The movie also features fun bits turned in by Bradley Cooper and Jane Seymour, which is what I think marks it as one of the year's best comedies - it's not just the two guys with their names above the title making the audience laugh; this cast is five or six people deep even before you get to folks just there for one joke. Wedding Crashers has what sports fans call "depth".


* ¾ (out of four)
Seen 8 August 2005 at Landmark Embassy #3 (first-run)

This is a bad movie, with uninvolving performances by James LeGros and Courtney Cox, and a plot that plays with time and destiny and potential divergent realities without having anything interesting to say about it.
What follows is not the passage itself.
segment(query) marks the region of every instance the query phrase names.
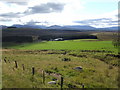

But what sticks in my mind two years later is not just how bad it is, but how short. The running time is something like seventy-eight minutes, including some painfully elongated credits, as if the filmmaker figured that nothing under an hour and a half would be considered a real movie and was desperately trying to stretch to reach that. If you stay for the credits, this makes the November experience even more agonizing; they were so slow, that not only did I have a chance to read each name and title individually, but I was able to form anagrams for some.

The Great Raid

* * ¾ (out of four)
Seen 13 August 2005 at AMC Fenway #7 (first-run)

I gather this was sitting in Miramax's vault for a couple years, finally released because apparently anything in those vaults that wasn't released by a certain would revert to the Weinsteins or would not profit them or something. Sadly, this has not made it any easier for me to see the Asterix movies or "Alien Love Triangle".

It deserves better than being hidden away; it's a solidly procedural war movie, respectful and (probably) accurate to the point of being somewhat dry. The folks who like history will probably be pleased, but folks who are not afficianados of military history in general and WWII specifically probably won't be as excited about approaches, meticulous planning, and impossible-to-meet schedules. It does have a rousing finale, though, which should have people leaving the theater on an upbeat note.

One thing that struck me as distracting: The men in the Japanese POW camp looked relatively healthy, and although I don't expect half the cast to pull what Christian Bale did for [i]The Machinist[/i] (and wouldn't want them too; that's unhealthy), opening the picture with actual footage of the Bataan death march just makes the characters look all the more vital.